The research also warned that all classical public-key crypto systems should be replaced with counterparts that are secure against quantum attacks. The idea conveyed here is that an upcoming quantum computer or quantum attack algorithm could easily solve the encryption keys using brute computational force.
Bitcoin, the world’s leading cryptocurrency and blockchain, could also inevitably fall if it were attacked by these future quantum computers.
Current cryptographic algorithms, like those used in Bitcoin, rely on mathematical problems that are computationally infeasible for classical computers to solve within a reasonable time frame. However, quantum computers, with their immense processing power, could potentially break these algorithms.

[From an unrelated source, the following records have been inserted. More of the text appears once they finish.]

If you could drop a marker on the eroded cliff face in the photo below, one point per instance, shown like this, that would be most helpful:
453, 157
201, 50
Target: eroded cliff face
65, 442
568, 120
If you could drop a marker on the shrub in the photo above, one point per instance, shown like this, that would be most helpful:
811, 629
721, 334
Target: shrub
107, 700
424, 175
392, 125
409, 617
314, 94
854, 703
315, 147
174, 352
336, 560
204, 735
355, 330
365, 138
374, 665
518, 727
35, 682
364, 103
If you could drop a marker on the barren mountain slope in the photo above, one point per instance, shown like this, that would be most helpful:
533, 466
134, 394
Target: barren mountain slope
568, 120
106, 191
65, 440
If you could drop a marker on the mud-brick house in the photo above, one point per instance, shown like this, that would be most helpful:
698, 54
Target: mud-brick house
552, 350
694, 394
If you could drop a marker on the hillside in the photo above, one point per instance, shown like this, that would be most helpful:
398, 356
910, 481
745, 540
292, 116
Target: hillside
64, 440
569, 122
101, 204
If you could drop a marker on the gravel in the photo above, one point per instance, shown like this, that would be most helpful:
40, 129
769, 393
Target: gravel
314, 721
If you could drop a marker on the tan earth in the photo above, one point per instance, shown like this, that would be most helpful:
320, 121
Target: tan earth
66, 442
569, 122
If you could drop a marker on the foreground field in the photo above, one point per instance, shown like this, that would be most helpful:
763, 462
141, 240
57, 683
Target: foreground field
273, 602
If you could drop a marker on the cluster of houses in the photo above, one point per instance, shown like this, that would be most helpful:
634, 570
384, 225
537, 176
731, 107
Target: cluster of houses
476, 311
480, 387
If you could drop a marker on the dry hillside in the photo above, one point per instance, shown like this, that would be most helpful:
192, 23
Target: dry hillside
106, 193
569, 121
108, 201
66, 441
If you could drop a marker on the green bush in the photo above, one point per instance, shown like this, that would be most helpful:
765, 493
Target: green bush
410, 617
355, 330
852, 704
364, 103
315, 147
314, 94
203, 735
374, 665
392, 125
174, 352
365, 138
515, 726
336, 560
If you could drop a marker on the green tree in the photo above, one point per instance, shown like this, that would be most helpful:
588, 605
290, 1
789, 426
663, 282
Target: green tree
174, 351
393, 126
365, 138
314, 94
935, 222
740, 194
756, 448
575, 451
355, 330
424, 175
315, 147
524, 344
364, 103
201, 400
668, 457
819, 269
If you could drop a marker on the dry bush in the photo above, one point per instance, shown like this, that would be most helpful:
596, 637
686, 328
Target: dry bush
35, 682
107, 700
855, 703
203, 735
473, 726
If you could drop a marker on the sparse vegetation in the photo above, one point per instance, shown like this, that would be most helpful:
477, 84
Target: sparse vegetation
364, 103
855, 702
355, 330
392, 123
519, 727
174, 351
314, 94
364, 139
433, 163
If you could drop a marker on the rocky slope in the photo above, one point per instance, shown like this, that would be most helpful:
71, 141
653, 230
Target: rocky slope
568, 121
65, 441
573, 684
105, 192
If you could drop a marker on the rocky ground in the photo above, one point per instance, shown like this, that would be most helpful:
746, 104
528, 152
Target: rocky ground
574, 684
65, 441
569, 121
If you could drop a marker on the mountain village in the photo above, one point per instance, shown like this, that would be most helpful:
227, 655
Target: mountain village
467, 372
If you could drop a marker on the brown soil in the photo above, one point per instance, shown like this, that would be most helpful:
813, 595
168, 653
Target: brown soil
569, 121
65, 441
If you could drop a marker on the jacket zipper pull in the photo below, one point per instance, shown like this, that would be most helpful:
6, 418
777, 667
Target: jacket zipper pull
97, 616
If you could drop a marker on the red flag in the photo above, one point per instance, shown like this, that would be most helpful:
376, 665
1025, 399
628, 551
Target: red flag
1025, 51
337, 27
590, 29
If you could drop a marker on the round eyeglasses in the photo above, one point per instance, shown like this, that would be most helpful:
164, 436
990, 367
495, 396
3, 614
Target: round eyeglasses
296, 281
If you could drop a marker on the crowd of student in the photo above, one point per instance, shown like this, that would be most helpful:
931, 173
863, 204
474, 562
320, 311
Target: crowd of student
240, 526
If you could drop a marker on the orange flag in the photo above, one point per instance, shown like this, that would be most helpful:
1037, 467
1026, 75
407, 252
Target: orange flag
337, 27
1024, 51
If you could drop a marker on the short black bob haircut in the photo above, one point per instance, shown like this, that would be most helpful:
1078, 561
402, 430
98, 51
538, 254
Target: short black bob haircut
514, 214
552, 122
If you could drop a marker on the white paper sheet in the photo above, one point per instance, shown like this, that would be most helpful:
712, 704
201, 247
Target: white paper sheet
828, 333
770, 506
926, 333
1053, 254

While at present there is no practical quantum computer capable of such a task, governments and scientific institutions around the world have been anticipating Q-day. Sala, however, alluded to such concerns, saying such an event may not be imminent.
He also discussed the technical challenges, such as higher computational demands and larger data quantities for secure transactions. Yet, Sala remained enthusiastic about the ongoing research to improve these implementations for practical usage.
Sala commended international collaboration initiatives, including the standardization process of the National Institute of Standards and Technology (NIST) of the United States, which advances the development of quantum-resistant cryptographic standards.
He stated that the collaborative method might ensure that new schemes are rigorously evaluated across the community, thereby improving their reliability and security.
Sala also advised incorporating current cryptography methods into traditional academic courses for education, with a focus on the sector’s developing issues.
“The probability of quantum threats materializing may not be imminent,” Sala stated. “But it is significant enough to warrant proactive measures.”